At 9:38 PM, Anonymous fuentes said...

See my shameless plug...

At 10:55 PM, Blogger greatwhitebear said...

UL.. your usually scintillating logic is flawed in one very major sense. Virtually nobody is denying their existence,, or their accuracy. Verification is simple enough. Get out the rolodex, call politicians A, B, C, and ask, "hey did you get this memo? Is this wording accurate?' "You did. It is... thanks for your time". Tony Blair can hem and haw all he wants, but the memos are there for all to see. And since virtually no one is denying their existence or their accuracy, there is no real controversy. Spin is spin, and you are riding a driedel.

There is nothing sloppy in the reporting or the reasoning of the press on this issue. If twenty people receive a memo, and when confronted with it, confirm it's existence and accuracy, or fail to deny its existence and accuracy, it is reasonable to conclude that the memo is indeed accurate. It would be irrational to conclude otherwise.

At 11:20 PM, Blogger Underground Logician said...

In inductive reasoning, the strength or weakness in the truthfulness, authenticity, credibility, etc. of the particulars will affect the degree of probability of truthfulness of the generalization. I have been saying all along that since the memos were typed and the originals were destroyed that the memos are SUSPECT. It is not a strong argument. Simply put. That's it. You can try to strengthen the particulars with phone calls to politians, etc., but if this were in a court of law, it would NOT be an open and shut case. Since they are not on government letterhead, without authenticating signatures, etc. they lose their power to support the conclusion.

You are making more of these memos than what they really are. Compared to the originals, they don't carry much weight.

At 10:19 AM, Blogger greatwhitebear said...

In a court of law. if a prosecuter got the author and recipients of a memo to say, yes I wrote/recieved this, and yes, those were the contents of it, you would have a slam dunk.

The memos are what they are, and you can spin them as you wish, but there is no doubt in any serious persons mind they are legitimate.

At 1:57 PM, Blogger Underground Logician said...

Admit it, having the original evidence is stronger than having a man say, "Yeah, those are like the originals." This isn't spin, this is calling it what it is, questionable evidence.

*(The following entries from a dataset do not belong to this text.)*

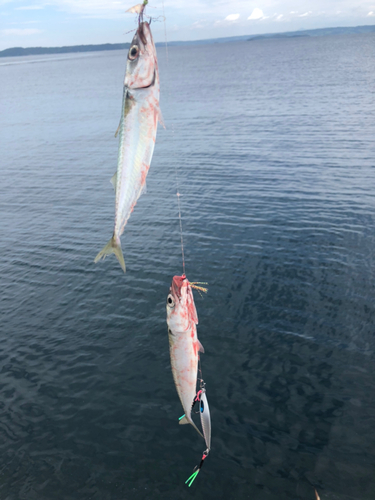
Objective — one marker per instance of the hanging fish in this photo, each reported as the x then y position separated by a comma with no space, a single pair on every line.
137,132
184,346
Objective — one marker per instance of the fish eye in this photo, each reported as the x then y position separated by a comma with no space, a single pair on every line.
170,301
133,52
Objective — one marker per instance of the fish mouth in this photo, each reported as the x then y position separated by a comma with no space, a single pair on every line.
176,286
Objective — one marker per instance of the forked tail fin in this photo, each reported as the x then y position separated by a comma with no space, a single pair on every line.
113,246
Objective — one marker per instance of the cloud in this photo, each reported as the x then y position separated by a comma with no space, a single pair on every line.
232,17
31,7
256,14
20,32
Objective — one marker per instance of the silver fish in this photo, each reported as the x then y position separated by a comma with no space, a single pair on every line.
137,133
184,345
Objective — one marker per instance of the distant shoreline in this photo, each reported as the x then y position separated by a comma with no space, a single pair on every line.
20,51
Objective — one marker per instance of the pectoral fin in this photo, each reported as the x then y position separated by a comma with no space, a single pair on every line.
200,347
160,116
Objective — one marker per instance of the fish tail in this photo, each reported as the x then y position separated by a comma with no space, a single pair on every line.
184,420
113,246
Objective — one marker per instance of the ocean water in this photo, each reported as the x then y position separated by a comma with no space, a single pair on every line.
273,144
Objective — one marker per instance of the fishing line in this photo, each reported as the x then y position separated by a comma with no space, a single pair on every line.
178,194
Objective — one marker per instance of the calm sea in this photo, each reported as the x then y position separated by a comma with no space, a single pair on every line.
273,142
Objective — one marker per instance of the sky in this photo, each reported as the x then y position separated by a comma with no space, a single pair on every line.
38,23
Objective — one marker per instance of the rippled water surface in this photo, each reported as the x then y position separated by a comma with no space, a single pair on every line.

And we all know human nature, people will be tempted to say anything that will benefit their side of the argument, no matter if they're liberal or conservative. The original evidence is always the strongest.

Let me put it a different way. If someone handed you the original memos for proof that shows malfeasance on the part of a government official, and then asked if you'd be interested in typed copies instead, would you trade, thinking that they were just as credible? My guess wouldn't.

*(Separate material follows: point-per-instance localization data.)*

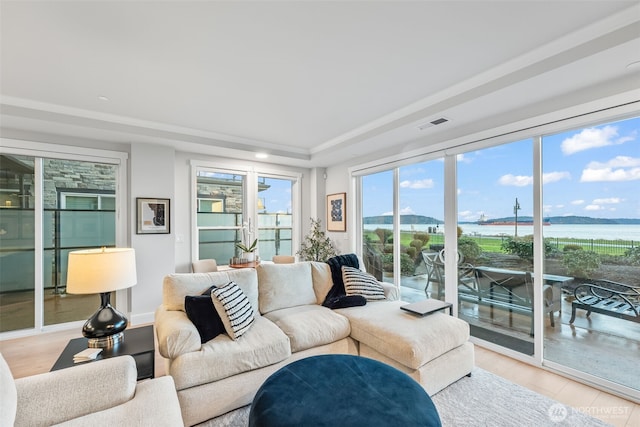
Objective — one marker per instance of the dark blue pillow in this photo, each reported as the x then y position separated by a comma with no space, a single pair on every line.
203,315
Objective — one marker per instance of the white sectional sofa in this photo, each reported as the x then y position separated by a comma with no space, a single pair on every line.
221,375
101,393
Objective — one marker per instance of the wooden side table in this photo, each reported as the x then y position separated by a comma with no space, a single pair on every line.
138,343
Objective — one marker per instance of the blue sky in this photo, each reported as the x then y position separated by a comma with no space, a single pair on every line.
586,172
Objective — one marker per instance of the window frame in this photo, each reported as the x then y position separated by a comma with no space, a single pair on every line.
250,195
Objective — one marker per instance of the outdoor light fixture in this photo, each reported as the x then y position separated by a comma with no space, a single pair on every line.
102,271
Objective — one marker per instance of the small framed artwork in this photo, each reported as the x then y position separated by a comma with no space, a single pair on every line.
152,216
337,212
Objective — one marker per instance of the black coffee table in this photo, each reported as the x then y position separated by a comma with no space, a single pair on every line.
138,343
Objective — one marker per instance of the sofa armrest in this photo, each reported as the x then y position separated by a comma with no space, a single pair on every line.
155,404
59,396
176,333
391,291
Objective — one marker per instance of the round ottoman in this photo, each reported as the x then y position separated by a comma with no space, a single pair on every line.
341,390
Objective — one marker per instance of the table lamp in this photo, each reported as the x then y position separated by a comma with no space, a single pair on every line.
102,271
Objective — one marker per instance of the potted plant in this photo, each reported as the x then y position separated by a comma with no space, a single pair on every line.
249,251
316,245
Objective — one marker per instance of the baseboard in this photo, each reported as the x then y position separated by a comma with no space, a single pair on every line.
140,319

At 9:45 PM, Blogger greatwhitebear said...

Face it. If these were less than credible, every member of Blairs cabinet would be screaming foul at the top of their lungs. They are not.

This is little more than a feeble attempt to draw attention away from the real story, the evidence that Bush lied about his war plans, and the fact he was busy manipulating intelligence to justify it. Judging by his dismal poll numbers, and the fact that even his own party is abndoning him on his agenda, I'd say it's not working.

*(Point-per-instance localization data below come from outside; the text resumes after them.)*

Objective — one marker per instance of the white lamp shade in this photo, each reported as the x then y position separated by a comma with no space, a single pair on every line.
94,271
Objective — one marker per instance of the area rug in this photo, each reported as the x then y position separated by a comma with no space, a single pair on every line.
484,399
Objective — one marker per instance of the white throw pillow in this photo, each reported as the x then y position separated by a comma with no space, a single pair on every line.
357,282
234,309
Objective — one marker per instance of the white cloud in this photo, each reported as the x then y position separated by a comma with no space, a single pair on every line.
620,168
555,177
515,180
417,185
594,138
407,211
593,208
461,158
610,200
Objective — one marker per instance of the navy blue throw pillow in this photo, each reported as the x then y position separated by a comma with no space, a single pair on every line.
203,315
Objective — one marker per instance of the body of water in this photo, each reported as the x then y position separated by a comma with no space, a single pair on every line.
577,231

At 10:10 PM, Blogger Underground Logician said...

This is not strong evidence. It is wishful thinking. Your reasoning is circular and I think I need to sit down.

At 10:30 AM, Blogger Scott said...

I have read through the memos and I am willing to accept them as true. In fact many people in the Bush camp accept them as conveying the thinking at the time.

The only point the left can latch onto in these memos is the word "Fixed". In the queen's english the word fixed can mean "organized". As we all know us and the brits speak english, but in different ways.

If you take the memo and replace "Fixed" with "Organized" the whole criticism goes out the window.

John Kerry was screaming impeachment 2 weeks ago. Now he is quiet. I think because this revelation has come to light.

There is some fishy circumstances surrounding this reporters obtaining of the memos, but even so I think they are all bark and no bite.

At 12:03 AM, Blogger Underground Logician said...

Thank you for your definition of terms!